Ansätze zu einer Erweiterung der traditionell finanziell ausgerichteten Unternehmensberichterstattung um ökologische und soziale Informationen reichen bereits lange zurück. Nichtsdestotrotz gelang im europäischen Rechtsrahmen erst zur Jahrtausendwende ein Durchbruch. Dieser stellte die Grundlage für eine Entwicklung dar, die v. a. aufgrund der Finanzkrise 2008/2009 an Dynamik gewann und zu dem komplexen Normengefüge führte, das sich europäischen Unternehmen heute offenbart.

Zentraler Ausgangspunkt der politischen Bestrebungen, Nachhaltigkeit in die Fundamente der europäischen Wirtschaftspolitik zu integrieren, stellen die grundlegenden Bemühungen auf globaler Ebene dar. Zuvorderst sind hier die Bestrebungen der Vereinten Nationen zu nennen, auf die auch das heute vorherrschende Verständnis von „Nachhaltigkeit“ zurückzuführen ist. Im Bericht „Our Common Future“ der Brundtland-Kommission aus dem Jahr 1987 findet sich folgende Definition: „Sustainable development meets the needs of the present without compromising the ability of future generations to meet their own needs.“ Zu Deutsch: „Nachhaltige Entwicklung ist eine Entwicklung, die den Bedürfnissen der heutigen Generation entspricht, ohne die Möglichkeiten künftiger Generationen zu gefährden, ihre eigenen Bedürfnisse zu befriedigen.“ Die EU-Kommission hat sich zum Ziel gesetzt, einen Beitrag zur Steigerung der Nachhaltigkeit gemäß dieser Definition zu leisten und hat dieses Ziel mit Ende der 1990er-Jahre in ihre grundlegenden Vertragsdokumente übernommen. Dass die Unternehmen entscheidend in die Erreichung dieser Zielsetzung der nachhaltigen Entwicklung eingebunden werden, wurde an zahlreichen Stellen bereits zuvor zum Ausdruck gebracht – u. a. in der Konferenz für Umwelt und Entwicklung in Rio 1992.

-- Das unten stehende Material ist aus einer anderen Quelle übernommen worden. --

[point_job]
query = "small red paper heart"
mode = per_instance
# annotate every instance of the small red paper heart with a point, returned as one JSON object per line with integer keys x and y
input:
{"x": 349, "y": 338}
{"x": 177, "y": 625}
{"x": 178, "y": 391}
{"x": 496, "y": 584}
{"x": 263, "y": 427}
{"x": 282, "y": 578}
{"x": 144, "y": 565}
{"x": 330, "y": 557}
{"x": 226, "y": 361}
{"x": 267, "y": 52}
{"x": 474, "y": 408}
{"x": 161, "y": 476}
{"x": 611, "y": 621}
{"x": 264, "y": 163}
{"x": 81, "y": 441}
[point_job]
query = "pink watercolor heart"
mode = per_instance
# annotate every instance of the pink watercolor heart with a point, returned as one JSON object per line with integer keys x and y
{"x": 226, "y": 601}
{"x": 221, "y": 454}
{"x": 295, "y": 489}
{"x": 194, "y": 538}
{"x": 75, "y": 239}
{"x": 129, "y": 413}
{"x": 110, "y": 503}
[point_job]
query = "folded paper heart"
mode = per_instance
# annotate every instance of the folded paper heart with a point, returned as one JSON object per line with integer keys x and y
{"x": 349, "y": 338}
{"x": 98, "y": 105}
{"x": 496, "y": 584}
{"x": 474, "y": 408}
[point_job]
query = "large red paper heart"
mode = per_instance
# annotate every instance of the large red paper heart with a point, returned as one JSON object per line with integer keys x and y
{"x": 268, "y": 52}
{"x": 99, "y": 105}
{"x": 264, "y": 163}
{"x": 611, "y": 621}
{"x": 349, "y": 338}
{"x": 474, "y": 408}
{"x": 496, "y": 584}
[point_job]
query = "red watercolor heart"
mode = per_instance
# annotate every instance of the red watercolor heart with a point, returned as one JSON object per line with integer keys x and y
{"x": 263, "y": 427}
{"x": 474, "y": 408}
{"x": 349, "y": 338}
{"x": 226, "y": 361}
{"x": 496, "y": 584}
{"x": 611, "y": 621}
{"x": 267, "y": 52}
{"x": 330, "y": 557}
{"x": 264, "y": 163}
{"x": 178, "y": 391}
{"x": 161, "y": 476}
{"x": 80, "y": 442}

Eine anspruchsvolle Regulierung von Unternehmen auf dem Gebiet der Nachhaltigkeitsberichterstattung erfolgte allerdings lange Zeit nicht. Versuche hierzu mündeten in der EU in die Vorgabe, dass große Kapitalgesellschaften nichtfinanzielle Leistungsindikatoren zu berichten haben. Dies wurde als Teil der Modernisierungs-Richtlinie im Jahr 2003 in das europäische Bilanzrecht eingefügt. Weitergehende Versuche einer Regulierung nachhaltigkeitsbezogener Transparenzpflichten scheiterten in der Regel am Widerstand der Unternehmensvertreter.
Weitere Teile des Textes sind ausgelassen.